Evidence Revealing Deregulation of The KLF11-Mao A Pathway in Association with Chronic Stress and Depressive Disorders

• Published in: Neuropsychopharmacology (New York, N.Y.) Vol. 40; no. 6; pp. 1373 - 1382
• Main Authors: Harris, Sharonda, Johnson, Shakevia, Duncan, Jeremy W, Udemgba, Chinelo, Meyer, Jeffrey H, Albert, Paul R, Lomberk, Gwen, Urrutia, Raul, Ou, Xiao-Ming, Stockmeier, Craig A, Wang, Jun Ming
• Format: Journal Article
• Language: English
• Published: England Nature Publishing Group 01.05.2015
• Subjects: Animals; Apoptosis Regulatory Proteins; Cell Cycle Proteins - metabolism; Chronic Disease; Depressive Disorder, Major - metabolism; Disease Models, Animal; DNA-Binding Proteins - genetics; DNA-Binding Proteins - metabolism; Dominance-Subordination; Enzymes; Female; Frontal Lobe - metabolism; Growth factors; Human subjects; Humans; Laboratories; Male; Mental depression; Mice, Inbred C57BL; Mice, Knockout; Middle Aged; Monoamine Oxidase - metabolism; Motor Activity - physiology; Neurosciences; Original; Pathogenesis; Proteins; Psychiatry; Repressor Proteins - metabolism; Severity of Illness Index; Stress; Stress, Psychological - metabolism; Transcription Factors - genetics; Transcription Factors - metabolism; Up-Regulation; Canada; United States > US
• ISSN: 0893-133X; 1740-634X; 1740-634X
• DOI: 10.1038/npp.2014.321

The biochemical pathways underlying major depressive disorder (MDD) and chronic stress are not well understood. However, it has been reported that monoamine oxidase A (MAO A, a major neurotransmitter-degrading enzyme) is significantly increased in the brains of human subjects affected with MDD and rats exposed to chronic social defeat (CSD) stress, which is used to model depression.
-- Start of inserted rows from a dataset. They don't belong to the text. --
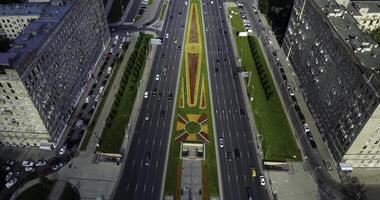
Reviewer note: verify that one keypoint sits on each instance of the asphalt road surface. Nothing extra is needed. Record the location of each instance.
(139, 181)
(229, 106)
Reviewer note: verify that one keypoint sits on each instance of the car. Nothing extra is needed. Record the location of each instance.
(87, 99)
(101, 89)
(253, 171)
(11, 182)
(27, 163)
(249, 193)
(62, 150)
(41, 163)
(262, 180)
(170, 97)
(237, 153)
(162, 114)
(8, 176)
(29, 169)
(221, 143)
(147, 159)
(10, 162)
(306, 127)
(229, 156)
(242, 113)
(159, 96)
(57, 166)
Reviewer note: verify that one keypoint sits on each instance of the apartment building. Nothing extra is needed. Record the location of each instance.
(43, 74)
(338, 68)
(14, 18)
(366, 14)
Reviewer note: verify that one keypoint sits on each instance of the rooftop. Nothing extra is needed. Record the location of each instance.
(30, 40)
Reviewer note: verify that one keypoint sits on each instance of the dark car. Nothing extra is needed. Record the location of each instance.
(229, 156)
(170, 97)
(159, 96)
(237, 153)
(242, 113)
(162, 114)
(249, 193)
(147, 159)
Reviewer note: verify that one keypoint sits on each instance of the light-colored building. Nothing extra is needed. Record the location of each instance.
(14, 18)
(46, 70)
(366, 13)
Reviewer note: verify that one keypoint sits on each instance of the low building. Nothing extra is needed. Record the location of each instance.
(366, 14)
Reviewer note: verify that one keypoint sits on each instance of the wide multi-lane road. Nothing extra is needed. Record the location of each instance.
(150, 140)
(230, 112)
In the current study, we compared the protein levels of a MAO A-transcriptional activator, Kruppel-like factor 11 (KLF11 , also recognized as transforming growth factor-beta-inducible early gene 2) between the brains of 18 human subjects with MDD and 18 control subjects. We found that, indeed, the expression of KLF11 is increased by 36% (p<0.02) in the postmortem prefrontal cortex of human subjects with MDD compared with controls. We also observed a positive correlation between KLF11 levels and those of its target gene, MAO A, both in association with MDD. KLF11 protein expression was also increased by 44% (p<0.02) in the frontal cortex of KLF11 wild-type mice (Klf11(+/+)) vs Klf11(-/-) when both exposed to CSD stress. In contrast, locomotor activities, central box duration and sucrose preference were significantly reduced in the stressed Klf11(+/+) mice, suggesting that Klf11(+/+) mice are more severely affected by the stress model compared with Klf11(-/-) mice. These results serve to assign an important role of KLF11 in upregulating MAO A in MDD and chronic social stress, suggesting that inhibition of the pathways regulated by this transcription factor may aid in the therapeutics of neuropsychiatric illnesses. Thus, the new knowledge derived from the current study extends our understanding of transcriptional mechanisms that are operational in the pathophysiology of common human diseases and thus bears significant biomedical relevance.